3) Your tone is adulatory, as if the president intended to reduce the public sector (I'm giving you the benefit of the doubt and assuming you sincerely admire the man for reducing the scope of government). If he did, then he spent over a trillion dollars to help the economy shed public sector jobs. It could have been done for a lot less, the cost of paying their unemployment benefits for example.

My Second Response:
Ross is not right. You fired your cashier bc you invested in a piece of advanced technology. Thus, you created demand for highly advanced technological goods. The person who made your advanced good gets paid much more than the cashier you fired and they spend a lot more. Yes, demand matters, but you were part of the demand for high end goods.

People who want to keep manufacturing, of the lower end type, in the United States miss a key point: low end means low productivity, low productivity means low income, low income cannot afford technologically advanced goods. Let the low productivity jobs leave this economy, let individuals or colleges or technical schools or whatever, find the next level of skills that will allow a person (cashier) to re-enter the workforce in a more productive capacity (point of sales station repair person). Then your cashier might have a chance in partaking of high end goods without assuming too much debt.

Third Response: Banty, think more clearly about the argument. No one claimed that low-level jobs would disappear, but the definition of low-level, low-skill, and low-investment jobs is dynamic (meaning it changes over time for you non-"phd level engineers" out there). Low-skill, low-investment, low-whatever jobs today are much more productive than their counterparts 25 years ago. In other words, many low-productivity jobs from 25 years ago no longer exist today, and many of the low-level jobs 25 years from now will seem highly technical and complicated compared to their contemporary counterparts.

The spectrum of jobs you describe has always existed, but the spectrum shifts along with technological advancement the same way that the bottom 20% of income earners shifts upward along with a society's overall level of wealth. No one would insist that a healthy distribution of wealth requires some people to make $1 a day, and no one would argue that a healthy labor force requires some people to still sew mittens by hand with sharpened wooden sticks. I've heard the argument before also, as a former barista, personal trainer (model....not really) and as a phd level economist. It makes sense to me.

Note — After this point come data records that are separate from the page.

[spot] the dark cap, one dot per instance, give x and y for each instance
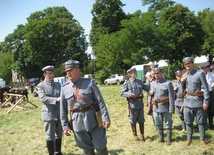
(48, 68)
(205, 64)
(152, 66)
(178, 72)
(158, 69)
(72, 63)
(132, 69)
(188, 59)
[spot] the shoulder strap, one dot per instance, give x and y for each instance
(75, 91)
(80, 97)
(129, 83)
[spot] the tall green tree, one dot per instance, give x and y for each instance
(179, 34)
(54, 36)
(158, 5)
(207, 22)
(107, 15)
(50, 37)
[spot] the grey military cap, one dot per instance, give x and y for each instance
(158, 69)
(178, 72)
(188, 59)
(72, 63)
(48, 68)
(132, 69)
(154, 66)
(205, 64)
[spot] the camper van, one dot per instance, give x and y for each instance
(61, 80)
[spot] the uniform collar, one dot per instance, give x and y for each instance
(76, 83)
(48, 81)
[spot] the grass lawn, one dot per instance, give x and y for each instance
(22, 132)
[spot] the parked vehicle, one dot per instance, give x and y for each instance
(114, 79)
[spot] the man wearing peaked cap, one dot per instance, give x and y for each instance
(163, 105)
(48, 68)
(195, 102)
(133, 91)
(132, 69)
(154, 66)
(205, 67)
(83, 99)
(179, 87)
(49, 94)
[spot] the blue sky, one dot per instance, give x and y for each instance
(15, 12)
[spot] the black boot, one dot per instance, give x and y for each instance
(102, 152)
(134, 131)
(50, 146)
(141, 126)
(210, 119)
(169, 136)
(58, 143)
(161, 136)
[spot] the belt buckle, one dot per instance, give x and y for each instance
(81, 110)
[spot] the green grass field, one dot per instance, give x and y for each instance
(22, 132)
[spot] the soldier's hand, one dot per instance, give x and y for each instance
(133, 95)
(67, 132)
(58, 100)
(151, 92)
(205, 107)
(183, 79)
(171, 112)
(175, 88)
(106, 124)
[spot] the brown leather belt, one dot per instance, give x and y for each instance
(163, 100)
(82, 109)
(196, 93)
(179, 96)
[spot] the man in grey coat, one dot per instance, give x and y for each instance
(49, 94)
(195, 102)
(133, 91)
(163, 105)
(179, 87)
(81, 98)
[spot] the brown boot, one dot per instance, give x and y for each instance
(141, 125)
(188, 142)
(134, 131)
(203, 143)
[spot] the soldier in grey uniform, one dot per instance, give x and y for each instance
(163, 105)
(205, 67)
(195, 102)
(81, 97)
(132, 90)
(178, 90)
(49, 94)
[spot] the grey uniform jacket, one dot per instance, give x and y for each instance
(196, 79)
(48, 93)
(163, 88)
(133, 86)
(179, 92)
(88, 91)
(151, 87)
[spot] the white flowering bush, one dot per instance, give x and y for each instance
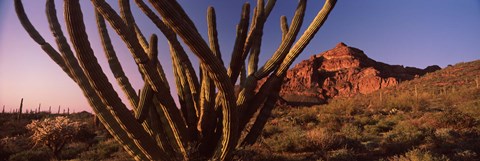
(54, 133)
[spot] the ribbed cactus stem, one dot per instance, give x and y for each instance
(477, 82)
(307, 36)
(113, 61)
(242, 31)
(20, 109)
(211, 118)
(284, 26)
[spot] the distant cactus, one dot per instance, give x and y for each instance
(19, 116)
(54, 133)
(211, 119)
(476, 82)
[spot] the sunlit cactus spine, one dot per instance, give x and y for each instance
(212, 120)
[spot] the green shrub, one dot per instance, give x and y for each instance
(320, 139)
(343, 154)
(419, 155)
(41, 154)
(101, 151)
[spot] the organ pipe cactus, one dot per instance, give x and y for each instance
(211, 120)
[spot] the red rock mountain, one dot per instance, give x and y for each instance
(342, 71)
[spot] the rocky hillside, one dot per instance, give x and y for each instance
(342, 71)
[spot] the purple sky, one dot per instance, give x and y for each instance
(409, 32)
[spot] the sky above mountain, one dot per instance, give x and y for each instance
(409, 32)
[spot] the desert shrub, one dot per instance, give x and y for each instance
(404, 136)
(12, 145)
(304, 116)
(351, 132)
(418, 155)
(40, 154)
(271, 130)
(101, 151)
(320, 139)
(292, 139)
(73, 150)
(342, 154)
(466, 155)
(54, 133)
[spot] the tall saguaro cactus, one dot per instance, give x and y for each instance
(211, 120)
(19, 116)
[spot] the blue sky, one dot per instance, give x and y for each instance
(408, 32)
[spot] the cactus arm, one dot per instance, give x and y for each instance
(126, 14)
(284, 26)
(186, 98)
(79, 39)
(207, 118)
(307, 36)
(153, 56)
(242, 32)
(286, 44)
(173, 16)
(269, 7)
(212, 32)
(145, 101)
(105, 116)
(27, 25)
(263, 115)
(170, 110)
(247, 92)
(113, 62)
(173, 41)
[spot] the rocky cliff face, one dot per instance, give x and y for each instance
(342, 71)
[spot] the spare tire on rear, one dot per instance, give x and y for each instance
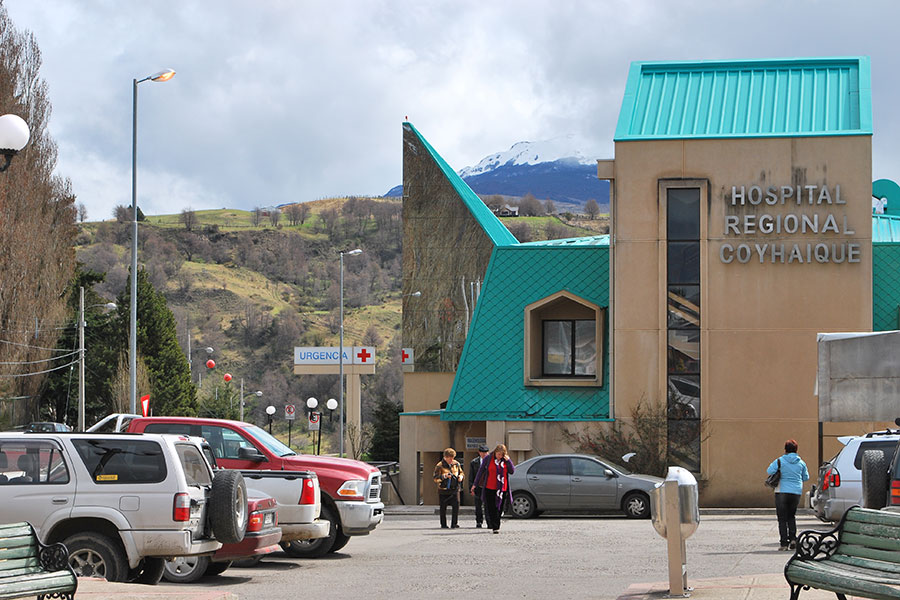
(228, 507)
(874, 479)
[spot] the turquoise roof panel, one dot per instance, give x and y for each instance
(493, 228)
(796, 97)
(489, 383)
(885, 229)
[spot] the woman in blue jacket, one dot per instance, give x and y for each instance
(787, 494)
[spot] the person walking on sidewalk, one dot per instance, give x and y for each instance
(787, 494)
(476, 492)
(448, 475)
(493, 477)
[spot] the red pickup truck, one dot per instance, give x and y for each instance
(351, 490)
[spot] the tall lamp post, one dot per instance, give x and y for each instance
(14, 135)
(341, 348)
(257, 393)
(109, 305)
(132, 346)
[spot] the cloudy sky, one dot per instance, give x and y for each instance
(290, 100)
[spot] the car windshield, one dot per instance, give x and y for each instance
(274, 445)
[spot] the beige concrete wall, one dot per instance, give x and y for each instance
(759, 321)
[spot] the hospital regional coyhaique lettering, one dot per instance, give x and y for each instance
(800, 223)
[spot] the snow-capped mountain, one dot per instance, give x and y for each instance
(530, 153)
(553, 169)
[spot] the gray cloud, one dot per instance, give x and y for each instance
(278, 101)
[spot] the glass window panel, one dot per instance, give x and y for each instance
(587, 467)
(585, 348)
(683, 262)
(684, 396)
(550, 466)
(683, 214)
(684, 306)
(684, 444)
(557, 347)
(684, 351)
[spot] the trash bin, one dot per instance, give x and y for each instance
(688, 501)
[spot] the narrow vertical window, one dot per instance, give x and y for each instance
(683, 324)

Fourth Response: Obvious, the person in China makes components. Companies in advanced economies do not find it profitable to export the production of high-end technological goods to peasant economies like China, because the Chinese just can't do it. Any healthy economy engaged in trade outsources low productivity jobs as it creates higher productivity jobs. The less productive in society lose in this scenario, but there are training centers (including government funded ones) designed to upgrade their skills.

GKR, you didn't dispute anything I said. So which 75% is wrong. You just pointed out, I think, that an electrical engineer (or someone similar) has their work divided by 10,000 units. I'm not sure what that means. It sounds like you're saying that a cashier can make $1000, an electrical engineer can make 5*1000 = 5000, but then has to divide the 5000 by 10000. Then, 5000/10000 < 1000, so the electrical engineer makes less than the cashier?

Banty, check the math above before agreeing with GKR. Do not feel sorry for the cashie; by making sure that he or she always has a job as a cashier operating a piece of low-end technology, you essentially make sure that he or she always has a low-income and will never afford some of the neater gadgets a society puts out.